The structure of the ensemble is of course particularly complex, but, at the same time, new and fascinating. This verticality generates and intensifies its own musical and acoustic qualities, helped by the use of various kinds of computer technology.
But the presence, or rather the idea, of this wall also influenced the text, sometimes in occasional references, frequently in an allegorical way (walls of Jericho, Tower of Babel) and in the birth of certain characters, certain situations, certain events, which often appeared to be generated by what is, virtually, hidden in this impenetrable wall.
The music is of course involved just as much as the text in this phenomenon, which can be considered as a tribute on my part to a reality which directors do not always take into account: what one sees and perceives is always conditioned by what one does not see.
I can analyse my music, but I certainly cannot describe it. That is something that cannot be done. I can only say that I have constructed a true harmonic wall (in the broadest and strongest sense of the term, structurally speaking), on which are inscribed – rather like graffiti – different figures, and starting from which musical procedures are eradicated, deduced, developed – procedures with a conflictual and often contradictory character. “Do I contradict myself?” asked Walt Whitman. “Very well then I contradict myself, (I m large, i contain multitudes.)”

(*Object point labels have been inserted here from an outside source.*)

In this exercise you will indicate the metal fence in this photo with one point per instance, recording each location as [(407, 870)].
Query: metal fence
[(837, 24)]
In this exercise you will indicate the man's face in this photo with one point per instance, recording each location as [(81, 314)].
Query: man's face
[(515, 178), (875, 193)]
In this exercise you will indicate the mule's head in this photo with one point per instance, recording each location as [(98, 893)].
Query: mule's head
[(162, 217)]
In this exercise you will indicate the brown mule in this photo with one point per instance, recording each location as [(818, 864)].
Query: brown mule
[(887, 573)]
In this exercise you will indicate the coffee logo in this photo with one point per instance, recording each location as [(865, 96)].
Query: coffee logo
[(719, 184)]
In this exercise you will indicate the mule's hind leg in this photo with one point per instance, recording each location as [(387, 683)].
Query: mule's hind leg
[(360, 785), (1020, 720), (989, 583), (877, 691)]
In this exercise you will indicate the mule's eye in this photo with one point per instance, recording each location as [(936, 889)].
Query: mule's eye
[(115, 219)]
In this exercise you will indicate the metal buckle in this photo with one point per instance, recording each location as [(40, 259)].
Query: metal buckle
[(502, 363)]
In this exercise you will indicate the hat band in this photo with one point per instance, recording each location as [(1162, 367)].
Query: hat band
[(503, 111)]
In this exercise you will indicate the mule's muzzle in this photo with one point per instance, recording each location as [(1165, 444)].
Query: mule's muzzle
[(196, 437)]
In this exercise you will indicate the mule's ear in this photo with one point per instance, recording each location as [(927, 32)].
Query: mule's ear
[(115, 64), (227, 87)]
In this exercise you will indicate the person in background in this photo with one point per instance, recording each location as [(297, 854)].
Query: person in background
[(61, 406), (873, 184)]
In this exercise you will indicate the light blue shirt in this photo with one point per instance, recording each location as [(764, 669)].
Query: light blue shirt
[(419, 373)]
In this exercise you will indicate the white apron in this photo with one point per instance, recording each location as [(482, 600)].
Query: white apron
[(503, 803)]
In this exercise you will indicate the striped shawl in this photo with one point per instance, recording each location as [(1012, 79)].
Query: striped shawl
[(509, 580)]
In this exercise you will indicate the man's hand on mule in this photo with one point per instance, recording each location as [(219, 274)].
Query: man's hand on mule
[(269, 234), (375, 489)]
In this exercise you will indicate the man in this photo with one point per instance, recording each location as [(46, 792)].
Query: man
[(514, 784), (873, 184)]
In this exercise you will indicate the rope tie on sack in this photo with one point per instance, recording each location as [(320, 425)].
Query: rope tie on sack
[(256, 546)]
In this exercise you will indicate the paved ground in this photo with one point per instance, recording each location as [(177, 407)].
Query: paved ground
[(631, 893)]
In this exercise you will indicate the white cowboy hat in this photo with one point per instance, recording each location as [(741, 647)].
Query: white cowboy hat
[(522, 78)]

Musical theatre today inevitably bears a burden of conflicts. But it must learn to use them wisely, in an innovative and constructive way (in this sense Brecht certainly still has something to teach it), without forgetting that at one time the audience identified with the characters of even the dullest operas, thus according them success.
This almost physiological need for identification with a character and a plot is largely satisfied today by cinema and television. It is even conditioned by the laws of a market which seeks to sell its products to an an increasingly vast and obtuse clientele. But I see nothing tragic or surprising in this situation: it has always been like this, albeit on a smaller scale.
Musical theatre today must be conscious of its genetic inheritance. It must not forget that an opera house remains a museum, sacrosanct and indestructible, and that conditions are ripe for constructing a better and different future, for forming a more aware and interesting audience, an audience of real listeners and not consumers of music.
* First published as an interview with Michel Lambert: La nouvelle chronique de Luciano Berio, «Opéra International. Le magazine de l’art lyrique» 137 (1999): 24-25; a bilingual edition was published almost simultaneously in Luciano Berio, Cronaca del Luogo. Azione musicale, testo di T. Pecker Berio, Ricordi, Milano 1999: 13 and 15 (Italian), 12 and 14 (English). For the genesis of the text see Luciano Berio, Scritti sulla musica, a cura di A. I. De Benedictis, Torino, Einaudi 2013: 525.